- Education: MIT and Harvard University
- Known for: High-precision spectroscopy and Quantum Optics
- Awards: Fellow of the American Physical Society (2018) Francis M. Pipkin Award Recipient (2019)

= Tanya Zelevinsky =

American scientist

Tanya Zelevinsky is a professor of physics at Columbia University. Her research focuses on high-precision spectroscopy of cold molecules for fundamental physics measurements, including molecular lattice clocks, ultracold molecule photodissociation, as well as cooling and quantum state manipulation techniques for diatomic molecules with the goal of testing the Standard Model of particle physics. Zelevinsky graduated from MIT in 1999 and received her Ph.D. from Harvard University in 2004 with Gerald Gabrielse as her thesis advisor. Subsequently, she worked as a post-doctoral research associate at the Joint Institute for Laboratory Astrophysics (JILA) with Jun Ye on atomic lattice clocks. She joined Columbia University as an associate professor of physics in 2008. Professor Zelevinsky became a Fellow of the American Physical Society in 2018 and received the Francis M. Pipkin Award in 2019.

== Research ==
Zelevinsky is known for her pioneering experiments with ultracold strontium, an alkaline earth element. Zelevinsky performed seminal work on the strontium optical lattice clock in the group of Jun Ye at JILA and was the first to use narrow-linewidth laser light to create diatomic molecules of this class in an optical lattice at ultracold temperatures, determining their molecular binding energies to a greater precision than was previously achievable in molecular beam and heat-pipe studies. This has the potential to furnish an ensemble of molecular clocks where quantized molecular vibrations determine the 'ticking' rate.

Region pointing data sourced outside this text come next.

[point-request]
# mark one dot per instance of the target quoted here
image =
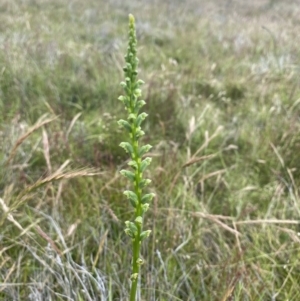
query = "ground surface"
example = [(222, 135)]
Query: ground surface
[(222, 93)]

Together with Robert Moszyński and her students, Zelevinsky settled a long-standing question about the role of quantum interference in the angular patterns of molecular photofragments. At a temperature of tens of millikelvin, the work constitutes one of the first clear demonstrations of quantum photochemistry. Additionally, Zelevinsky is exploring ways to experimentally cool molecules in order to manipulate and study them using a combination of buffer gas cooling and laser cooling with the goal of creating magneto-optical traps of exotic gases. Zelevinsky is also one of the principal investigators of the CeNTREX collaboration with David DeMille to search for the deformation in the shape of atomic nuclei known as a Schiff moment using the thallium fluoride molecule.

== Education ==
While an undergraduate at Massachusetts Institute of Technology, Zelevinsky attended a summer school on atomic physics in Los Alamos. She recalls this as an important part of her career and said "I really enjoyed the fact that only two or three investigators work on the experiments and that one can experience and understand the whole project".